The dramatic and unprecedented step — unveiling the names of 156 companies that represent 97 percent of the company’s supply chain — was an unusual move in an industry that relies heavily on foreign component suppliers to drive margins.
It is rarer still for a notoriously secretive company, underscoring speculation that new chief executive Tim Cook has ushered in an era of greater transparency. Predecessor Steve Jobs, who died in October last year, kept an iron grip on the internal workings of the company he founded and turned into the world’s largest technology company.
Apple’s list is the culmination of internal probes into its supply chain, spanning hundreds of audits over years and high-profile firms from Foxconn Technology Group (富士康集團) or Hon Hai Precision Industry Co (鴻海精密) to Samsung Electronics Co. Foxconn in particular has dragged Apple into headlines after a spate of worker suicides raised questions about conditions at its Chinese plants.
Apple said it found six active and 13 historical cases of underage labor at some component suppliers, but none at its final--assembly partners.
“With every year, we expand our program, we go deeper in our supply chain, we make it harder to comply,” Cook said in an interview. “All of this means that workers will be treated better and better with each passing year. It’s not something we feel like we have done what we can do, much reamins to be done.”
The audit conducted by Apple of suppliers found a number of violations, among them breaches in pay, benefits and environmental practices in plants in China, which figured prominently throughout the 500-page report Apple issued.
Other violations unearthed included dumping wastewater onto a neighboring farm, using machines without safeguards, testing workers for pregnancy and falsifying pay records.
Apple did not identify the facilities where it found violations.
Apple said it conducted 229 audits last year, representing up 80 percent over 2010. From 2007 to 2010, the company conducted only 288 total audits. It looked at all levels of its supply chain, including final assembly and component suppliers.
“I would like to make a significant improvement in the overtime area. I would like to totally eliminate every case of underage employment,” Cook said. “We have done that in all of our final assembly. As we go deeper into the supply chain, we found that age verification system isn’t sophisticated enough. This is something we feel very strongly about and we want to eliminate totally.”

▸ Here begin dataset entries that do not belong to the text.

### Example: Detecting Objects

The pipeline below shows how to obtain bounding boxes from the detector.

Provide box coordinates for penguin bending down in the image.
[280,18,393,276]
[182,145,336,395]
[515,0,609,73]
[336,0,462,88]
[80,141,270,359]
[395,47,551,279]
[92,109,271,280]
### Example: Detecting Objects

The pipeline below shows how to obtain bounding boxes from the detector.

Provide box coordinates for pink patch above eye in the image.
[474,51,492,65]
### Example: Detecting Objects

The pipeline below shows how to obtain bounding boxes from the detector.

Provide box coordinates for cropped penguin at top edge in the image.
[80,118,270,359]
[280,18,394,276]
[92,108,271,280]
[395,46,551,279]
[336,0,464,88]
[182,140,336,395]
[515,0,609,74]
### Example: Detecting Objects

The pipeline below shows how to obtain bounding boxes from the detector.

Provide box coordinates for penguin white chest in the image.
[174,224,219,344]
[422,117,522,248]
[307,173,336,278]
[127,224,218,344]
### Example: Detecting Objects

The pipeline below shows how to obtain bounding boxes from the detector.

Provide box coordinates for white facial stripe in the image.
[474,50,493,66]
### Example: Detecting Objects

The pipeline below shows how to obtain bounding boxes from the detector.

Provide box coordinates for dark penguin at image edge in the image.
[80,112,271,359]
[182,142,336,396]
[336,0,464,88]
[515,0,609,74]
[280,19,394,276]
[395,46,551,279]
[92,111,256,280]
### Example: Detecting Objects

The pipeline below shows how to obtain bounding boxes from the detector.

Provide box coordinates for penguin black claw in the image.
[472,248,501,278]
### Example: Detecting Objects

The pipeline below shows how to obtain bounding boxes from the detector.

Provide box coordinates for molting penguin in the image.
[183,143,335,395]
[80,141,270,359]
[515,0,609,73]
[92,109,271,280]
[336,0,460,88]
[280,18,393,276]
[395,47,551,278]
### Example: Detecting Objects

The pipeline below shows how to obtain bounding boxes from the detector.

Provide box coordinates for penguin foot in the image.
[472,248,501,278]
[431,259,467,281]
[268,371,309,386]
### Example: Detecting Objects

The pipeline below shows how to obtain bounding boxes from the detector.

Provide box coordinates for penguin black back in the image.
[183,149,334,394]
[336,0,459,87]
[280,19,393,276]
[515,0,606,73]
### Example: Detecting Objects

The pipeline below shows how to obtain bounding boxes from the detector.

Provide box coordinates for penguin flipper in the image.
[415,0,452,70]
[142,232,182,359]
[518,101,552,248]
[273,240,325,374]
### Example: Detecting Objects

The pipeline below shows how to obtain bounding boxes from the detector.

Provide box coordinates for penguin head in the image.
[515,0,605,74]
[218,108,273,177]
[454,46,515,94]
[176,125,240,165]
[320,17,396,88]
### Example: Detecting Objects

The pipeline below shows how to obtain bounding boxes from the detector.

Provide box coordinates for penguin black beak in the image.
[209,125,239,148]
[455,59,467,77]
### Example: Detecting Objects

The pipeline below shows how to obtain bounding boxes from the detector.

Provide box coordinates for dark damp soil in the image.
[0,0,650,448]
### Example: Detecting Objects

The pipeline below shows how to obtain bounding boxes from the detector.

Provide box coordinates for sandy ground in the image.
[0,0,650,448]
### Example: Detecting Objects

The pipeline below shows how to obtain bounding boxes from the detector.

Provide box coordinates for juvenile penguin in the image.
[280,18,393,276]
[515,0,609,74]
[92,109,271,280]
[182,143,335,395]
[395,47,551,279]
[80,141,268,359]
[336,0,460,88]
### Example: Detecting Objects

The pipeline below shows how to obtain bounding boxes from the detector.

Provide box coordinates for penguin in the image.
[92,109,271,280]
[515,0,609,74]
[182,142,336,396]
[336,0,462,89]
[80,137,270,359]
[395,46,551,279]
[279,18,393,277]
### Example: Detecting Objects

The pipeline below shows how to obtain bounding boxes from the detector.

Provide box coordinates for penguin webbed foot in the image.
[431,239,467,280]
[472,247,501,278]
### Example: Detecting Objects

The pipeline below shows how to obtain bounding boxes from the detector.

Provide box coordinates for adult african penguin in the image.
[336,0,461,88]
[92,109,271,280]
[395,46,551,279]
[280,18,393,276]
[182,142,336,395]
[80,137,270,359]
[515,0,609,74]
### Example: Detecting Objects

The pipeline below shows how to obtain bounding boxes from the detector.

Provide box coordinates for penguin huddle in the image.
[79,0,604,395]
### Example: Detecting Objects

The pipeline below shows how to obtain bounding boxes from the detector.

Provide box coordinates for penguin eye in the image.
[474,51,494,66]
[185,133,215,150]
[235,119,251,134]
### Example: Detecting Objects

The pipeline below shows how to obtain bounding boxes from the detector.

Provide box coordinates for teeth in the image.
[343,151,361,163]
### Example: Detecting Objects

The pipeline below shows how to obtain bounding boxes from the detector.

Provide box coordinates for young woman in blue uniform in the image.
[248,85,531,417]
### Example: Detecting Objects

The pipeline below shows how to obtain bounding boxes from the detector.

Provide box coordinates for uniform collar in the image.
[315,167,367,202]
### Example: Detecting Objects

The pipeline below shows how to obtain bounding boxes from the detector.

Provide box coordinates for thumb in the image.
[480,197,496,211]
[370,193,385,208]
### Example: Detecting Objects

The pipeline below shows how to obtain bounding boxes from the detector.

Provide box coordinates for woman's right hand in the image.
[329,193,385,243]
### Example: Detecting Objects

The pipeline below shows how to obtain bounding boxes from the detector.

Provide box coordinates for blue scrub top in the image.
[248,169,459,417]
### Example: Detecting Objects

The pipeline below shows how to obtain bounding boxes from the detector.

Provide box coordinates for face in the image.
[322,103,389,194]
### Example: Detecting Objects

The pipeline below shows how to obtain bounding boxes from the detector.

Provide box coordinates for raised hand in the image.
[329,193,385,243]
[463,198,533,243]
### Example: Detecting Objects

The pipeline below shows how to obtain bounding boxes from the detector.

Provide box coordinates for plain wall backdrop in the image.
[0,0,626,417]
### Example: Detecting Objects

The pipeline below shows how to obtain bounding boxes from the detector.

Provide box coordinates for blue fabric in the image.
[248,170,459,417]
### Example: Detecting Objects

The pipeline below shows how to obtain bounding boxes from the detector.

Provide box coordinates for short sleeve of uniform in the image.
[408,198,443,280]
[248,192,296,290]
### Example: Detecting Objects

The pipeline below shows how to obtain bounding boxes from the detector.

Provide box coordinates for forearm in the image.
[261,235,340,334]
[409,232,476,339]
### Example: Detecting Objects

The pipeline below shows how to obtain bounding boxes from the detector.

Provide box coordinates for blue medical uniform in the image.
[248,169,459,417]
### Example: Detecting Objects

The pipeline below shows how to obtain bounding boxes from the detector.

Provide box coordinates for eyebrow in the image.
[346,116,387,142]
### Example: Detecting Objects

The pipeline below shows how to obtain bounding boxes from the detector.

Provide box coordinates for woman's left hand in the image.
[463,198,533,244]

Apple said it would grant access to an independent auditing team from the Fair Labor Association, in its continuing effort to overcome criticism regarding working conditions at its supply factories. It also terminated business with one unidentified supplier and was “correcting” the practices of another.
Both were repeat offenders, the report said.
Apple’s audit found out that only 38 percent of suppliers adhered to its code of a maximum work week of 60 hours. Also, foreign contract workers in 15 facilities paid excessive recruitment fees to labor agencies, the report said.
Apple leans heavily on its suppliers, and often gets first priority in production and delivery. Its influence might have helped make possible its years-long audits. And it will prove crucial as Apple prepares to drive its producers to begin work on new products in 2012, starting with the iPad 3 expected in the first quarter.
Labor experts said Apple’s efforts might spur other corporations to seek to address labor conditions within an often murky and foreign production chain.